La Jnp a été instaurée à la suite des nombreux troubles politiques consécutifs à l’assassinat du journaliste Norbert Zongo et de ses trois compagnons, le 13 décembre 1998.
« Nous sommes tous impliqués quand on parle de pardon ou d’impunité parce qu’il n’y a aucun Burkinabé qui puisse dire qu’il a toujours bien agi et qu’il ne doit rien à la nation ni à d’autres concitoyens », a déclaré l’archevêque de BoboDioulasso. Ce dernier donnait, samedi 20 mars, une conférence publique sur le thème: « Réconciliation au Burkina Faso: mythe ou réalité? » « Il faut donc une conscience citoyenne, car ce ne sont pas les guérillas, les assassinats, les crimes de tous genres qui amènent une nation à aller de l’avant. La solution passe par la paix, la compréhension, le pardon », a-t-il souligné dans un compte rendu rapporté par le quotidien burkinabé, « L’Observateur Paalga ».

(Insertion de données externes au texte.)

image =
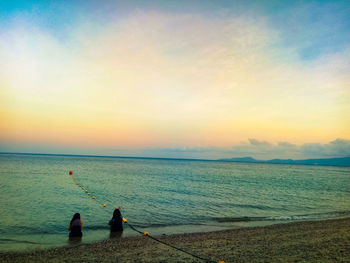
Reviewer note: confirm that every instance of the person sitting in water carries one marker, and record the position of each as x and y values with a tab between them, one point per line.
116	222
76	226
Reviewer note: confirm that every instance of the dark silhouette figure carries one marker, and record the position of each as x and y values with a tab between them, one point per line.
116	223
75	227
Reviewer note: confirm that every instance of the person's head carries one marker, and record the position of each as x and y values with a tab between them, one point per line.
116	213
76	216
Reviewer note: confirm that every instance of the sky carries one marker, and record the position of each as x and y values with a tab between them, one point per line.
176	79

Selon Mgr Sanon, si l’utilisation de la violence n’est plus à la mode, il reste que « le silence et la souffrance de nombreuses personnes sont encore là comme des situations récurrentes ». Dès lors, « comment aller vers une réconciliation? », s’est-il interrogé, en proposant comme réponse, trois possibilités: la réconciliation par voie judiciaire, qui consiste à identifier les coupables et à établir la vérité, le pardon sans chercher justice et la réconciliation sur amnistie. A ce niveau, on se réconcilie sans chercher à connaître la vérité.
De ces trois possibilités, l’archevêque choisit le pardon sans recourir au jugement. Elle a été privilégiée lors des deux précédentes Jnp. En tenant compte des déclarations et des engagements des uns et des autres, « un vent d’accalmie semble balayer le pays ». « On peut par conséquent parler de paix relative », a-t-il affirmé. (apic/ibc/bb)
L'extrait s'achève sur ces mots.